With the q-learning update in place, you can watch your q-learner learn under manual control, using the keyboard:

python gridworld.py -a q -k 5 -m
Recall that -k will control the number of episodes your agent gets to learn. Watch how the agent learns about the state it was just in, not the one it moves to, and "leaves learning in its wake."

Epsilon Greedy

Question 4 (10 points) Complete your Q-learning agent by implementing epsilon-greedy action selection in getAction, meaning it chooses random actions an epsilon fraction of the time, and follows its current best Q-values otherwise. Note that choosing a random action may result in choosing the best action - that is, you should not choose a random sub-optimal action, but rather any random legal action.

You can choose an element from a list uniformly at random by calling the random.choice function. You can simulate a binary variable with probability p of success by using util.flipCoin(p), which returns True with probability p and False with probability 1-p.

After implementing the getAction method, observe the following behavior of the agent in GridWorld (with epsilon = 0.3).

python gridworld.py -a q -k 100

Your final Q-values should resemble those of your value iteration agent, especially along well-traveled paths. However, your average returns will be lower than the Q-values predict because of the random actions and the initial learning phase.

ou can also observe the following simulations for different epsilon values. Does that behavior of the agent match what you expect?
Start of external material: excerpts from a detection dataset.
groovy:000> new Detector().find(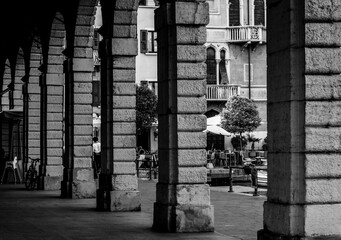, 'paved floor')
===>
[0,181,266,240]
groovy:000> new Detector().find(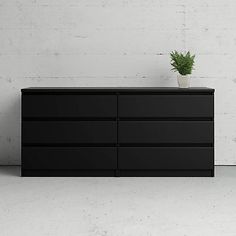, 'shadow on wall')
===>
[0,94,21,165]
[0,166,21,177]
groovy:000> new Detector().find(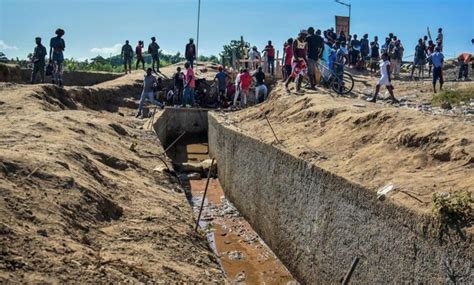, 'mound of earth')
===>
[0,76,224,284]
[222,79,474,222]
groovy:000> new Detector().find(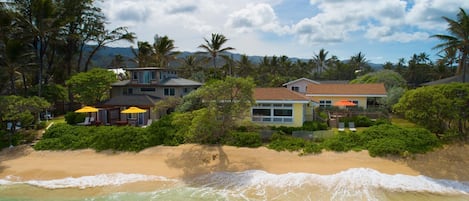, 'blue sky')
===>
[97,0,469,63]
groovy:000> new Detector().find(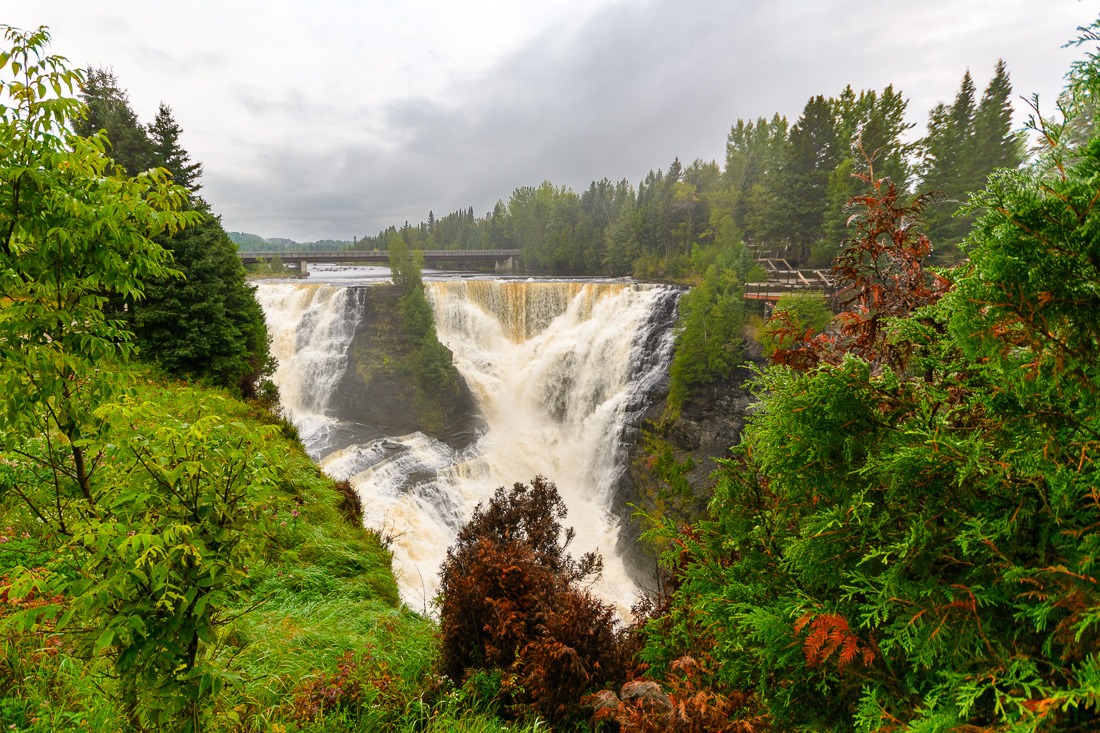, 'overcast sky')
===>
[0,0,1098,241]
python gridworld.py -a q -k 100 --noise 0.0 -e 0.1
python gridworld.py -a q -k 100 --noise 0.0 -e 0.9

With no additional code, you should now be able to run a Q-learning crawler robot:

python crawler.py

If this doesn’t work, you’ve probably written some code too specific to the GridWorld problem and you should make it more general to all MDPs.

This will invoke the crawling robot from class using your Q-learner. Play around with the various learning parameters to see how they affect the agent’s policies and actions. Note that the step delay is a parameter of the simulation, whereas the learning rate and epsilon are parameters of your learning algorithm, and the discount factor is a property of the environment.